Corporate Bond Issuance Process

Corporations issue bonds publicly to raise money for various spending needs. Corporate bond issuance goes through a typical process that also involves an underwriter, a legal counsel and some form of a closing agent. While the issuer itself must prepare to formulate the basic bond issuance structure, the underwriter takes charge of marketing the bond issuance, the legal counsel drafts any public statements and the closing agent executes fund distributions.


The bond issuer initiates the bond issuance process by formulating a basic structure for the bond issuance, sometimes with the help of a financial adviser. Matters involved in the issuance structure include the purpose of the bond issuance, such as investing in a capital project, retiring an earlier debt or other uses that the company board deems appropriate; preliminary terms of the bond's coupon rate, interest payment dates and maturity years; and selling method of the bond -- whether to negotiate with one underwriter or collect bids from multiple underwriters.

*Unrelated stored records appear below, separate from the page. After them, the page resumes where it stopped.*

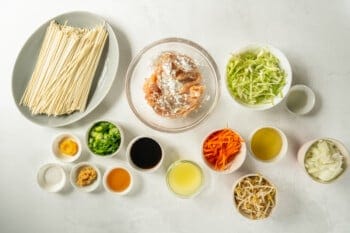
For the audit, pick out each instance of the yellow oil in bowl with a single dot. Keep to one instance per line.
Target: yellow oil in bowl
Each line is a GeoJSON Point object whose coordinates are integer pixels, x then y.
{"type": "Point", "coordinates": [266, 144]}
{"type": "Point", "coordinates": [185, 178]}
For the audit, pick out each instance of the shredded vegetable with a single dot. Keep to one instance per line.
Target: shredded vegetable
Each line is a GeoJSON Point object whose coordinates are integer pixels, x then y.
{"type": "Point", "coordinates": [324, 161]}
{"type": "Point", "coordinates": [221, 147]}
{"type": "Point", "coordinates": [255, 197]}
{"type": "Point", "coordinates": [255, 77]}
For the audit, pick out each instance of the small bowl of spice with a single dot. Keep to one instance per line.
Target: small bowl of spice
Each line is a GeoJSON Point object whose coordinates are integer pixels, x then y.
{"type": "Point", "coordinates": [224, 151]}
{"type": "Point", "coordinates": [118, 180]}
{"type": "Point", "coordinates": [254, 196]}
{"type": "Point", "coordinates": [145, 154]}
{"type": "Point", "coordinates": [324, 159]}
{"type": "Point", "coordinates": [85, 177]}
{"type": "Point", "coordinates": [104, 138]}
{"type": "Point", "coordinates": [66, 147]}
{"type": "Point", "coordinates": [52, 177]}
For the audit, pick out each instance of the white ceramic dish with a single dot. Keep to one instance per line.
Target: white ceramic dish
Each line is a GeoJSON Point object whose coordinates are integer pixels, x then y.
{"type": "Point", "coordinates": [65, 158]}
{"type": "Point", "coordinates": [305, 148]}
{"type": "Point", "coordinates": [300, 99]}
{"type": "Point", "coordinates": [51, 177]}
{"type": "Point", "coordinates": [140, 69]}
{"type": "Point", "coordinates": [103, 79]}
{"type": "Point", "coordinates": [125, 191]}
{"type": "Point", "coordinates": [236, 163]}
{"type": "Point", "coordinates": [122, 138]}
{"type": "Point", "coordinates": [234, 199]}
{"type": "Point", "coordinates": [284, 64]}
{"type": "Point", "coordinates": [134, 166]}
{"type": "Point", "coordinates": [74, 174]}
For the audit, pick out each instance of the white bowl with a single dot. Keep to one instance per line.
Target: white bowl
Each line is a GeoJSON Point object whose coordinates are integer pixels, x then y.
{"type": "Point", "coordinates": [124, 192]}
{"type": "Point", "coordinates": [58, 154]}
{"type": "Point", "coordinates": [283, 150]}
{"type": "Point", "coordinates": [238, 160]}
{"type": "Point", "coordinates": [305, 148]}
{"type": "Point", "coordinates": [137, 168]}
{"type": "Point", "coordinates": [121, 139]}
{"type": "Point", "coordinates": [74, 174]}
{"type": "Point", "coordinates": [284, 64]}
{"type": "Point", "coordinates": [198, 189]}
{"type": "Point", "coordinates": [234, 200]}
{"type": "Point", "coordinates": [300, 99]}
{"type": "Point", "coordinates": [51, 177]}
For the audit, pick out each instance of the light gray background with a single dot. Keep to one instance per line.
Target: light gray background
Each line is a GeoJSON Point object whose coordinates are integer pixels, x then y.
{"type": "Point", "coordinates": [315, 37]}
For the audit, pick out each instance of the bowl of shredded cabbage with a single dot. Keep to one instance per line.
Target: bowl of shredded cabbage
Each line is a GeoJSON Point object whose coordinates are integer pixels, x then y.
{"type": "Point", "coordinates": [258, 76]}
{"type": "Point", "coordinates": [324, 159]}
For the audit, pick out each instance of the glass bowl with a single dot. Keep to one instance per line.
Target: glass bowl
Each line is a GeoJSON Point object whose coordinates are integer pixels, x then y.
{"type": "Point", "coordinates": [141, 69]}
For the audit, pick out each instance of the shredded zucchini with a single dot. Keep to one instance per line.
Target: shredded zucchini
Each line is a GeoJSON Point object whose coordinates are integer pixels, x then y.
{"type": "Point", "coordinates": [255, 77]}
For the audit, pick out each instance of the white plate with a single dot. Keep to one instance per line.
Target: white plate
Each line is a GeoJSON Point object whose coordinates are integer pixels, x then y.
{"type": "Point", "coordinates": [103, 79]}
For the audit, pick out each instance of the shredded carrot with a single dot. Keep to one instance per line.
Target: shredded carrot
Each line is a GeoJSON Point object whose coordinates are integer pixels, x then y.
{"type": "Point", "coordinates": [221, 147]}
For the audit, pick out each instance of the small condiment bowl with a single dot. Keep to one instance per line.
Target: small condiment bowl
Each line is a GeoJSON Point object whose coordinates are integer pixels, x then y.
{"type": "Point", "coordinates": [300, 99]}
{"type": "Point", "coordinates": [121, 131]}
{"type": "Point", "coordinates": [303, 150]}
{"type": "Point", "coordinates": [51, 177]}
{"type": "Point", "coordinates": [284, 146]}
{"type": "Point", "coordinates": [124, 191]}
{"type": "Point", "coordinates": [234, 198]}
{"type": "Point", "coordinates": [172, 168]}
{"type": "Point", "coordinates": [238, 159]}
{"type": "Point", "coordinates": [74, 175]}
{"type": "Point", "coordinates": [61, 156]}
{"type": "Point", "coordinates": [284, 64]}
{"type": "Point", "coordinates": [138, 168]}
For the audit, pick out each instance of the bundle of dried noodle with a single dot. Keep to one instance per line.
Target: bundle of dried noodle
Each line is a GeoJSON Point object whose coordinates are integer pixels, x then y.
{"type": "Point", "coordinates": [63, 74]}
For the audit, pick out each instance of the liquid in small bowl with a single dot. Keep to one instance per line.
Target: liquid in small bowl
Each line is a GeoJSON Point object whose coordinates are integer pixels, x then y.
{"type": "Point", "coordinates": [118, 180]}
{"type": "Point", "coordinates": [268, 144]}
{"type": "Point", "coordinates": [145, 154]}
{"type": "Point", "coordinates": [185, 178]}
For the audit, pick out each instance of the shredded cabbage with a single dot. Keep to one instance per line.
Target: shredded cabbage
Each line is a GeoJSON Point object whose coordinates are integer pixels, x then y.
{"type": "Point", "coordinates": [324, 160]}
{"type": "Point", "coordinates": [255, 77]}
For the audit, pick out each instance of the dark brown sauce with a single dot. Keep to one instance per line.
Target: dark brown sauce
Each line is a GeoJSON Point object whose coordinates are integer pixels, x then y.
{"type": "Point", "coordinates": [145, 153]}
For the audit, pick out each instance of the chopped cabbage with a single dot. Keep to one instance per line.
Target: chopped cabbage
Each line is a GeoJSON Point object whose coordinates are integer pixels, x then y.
{"type": "Point", "coordinates": [324, 160]}
{"type": "Point", "coordinates": [255, 77]}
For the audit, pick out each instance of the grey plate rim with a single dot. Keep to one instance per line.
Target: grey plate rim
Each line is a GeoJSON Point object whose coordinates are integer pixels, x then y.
{"type": "Point", "coordinates": [98, 92]}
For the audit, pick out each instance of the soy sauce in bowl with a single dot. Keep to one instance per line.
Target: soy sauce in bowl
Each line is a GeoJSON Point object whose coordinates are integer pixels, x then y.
{"type": "Point", "coordinates": [145, 154]}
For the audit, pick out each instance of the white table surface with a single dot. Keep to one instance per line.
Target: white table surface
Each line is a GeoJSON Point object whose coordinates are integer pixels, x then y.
{"type": "Point", "coordinates": [315, 37]}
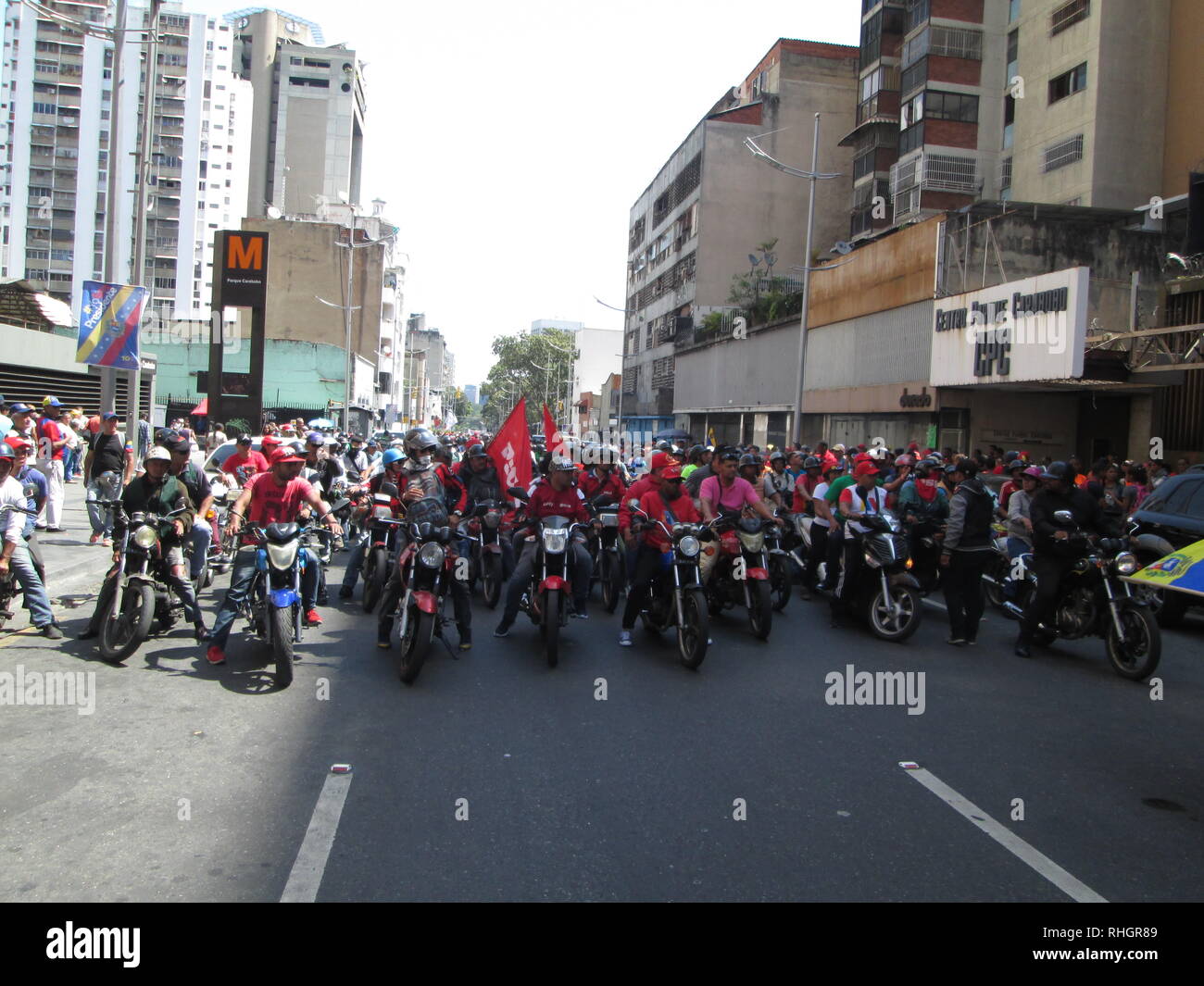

The underwriter, often an investment bank, starts its work based on the bond issuance structure established by the issuer. Sometimes the underwriter helps structure the bond issuance. But the main job of an underwriter is to market the bond issuance to the investing public. Underwriting requires that the underwriter first purchase the entire bond issuance from the corporate issuer and deliver the proceeds to the company; the underwriter then resells them to bond investors through its network of marketing forces.


The legal counsel helps draft legal documents and public statements covering a range of matters concerning the issuer, the bond issuance and other legal aspects of the bond financing. For example, the legal counsel must give his legal opinions to address certain public concerns such as whether the issuer is a viable enterprise and whether material litigation is pending against the issuer. The legal counsel also helps deliver necessary public disclosure statements to bond purchasers, including the bond issuance prospectus.


The primary agent involved at the closing is the so-called paying agent or a trustee who is responsible for distributing bond proceeds and servicing the debt on behalf of the bond issuer during the entire bond term. The paying agent often is a bank chosen by the bond issuer. At the closing of the bond issuance, the paying agent delivers the sales proceeds of the bond from the underwriter to the issuer after paying any issuance costs. The paying agent is also in charge of making interest payments and returning bond principal to bondholders when they're due.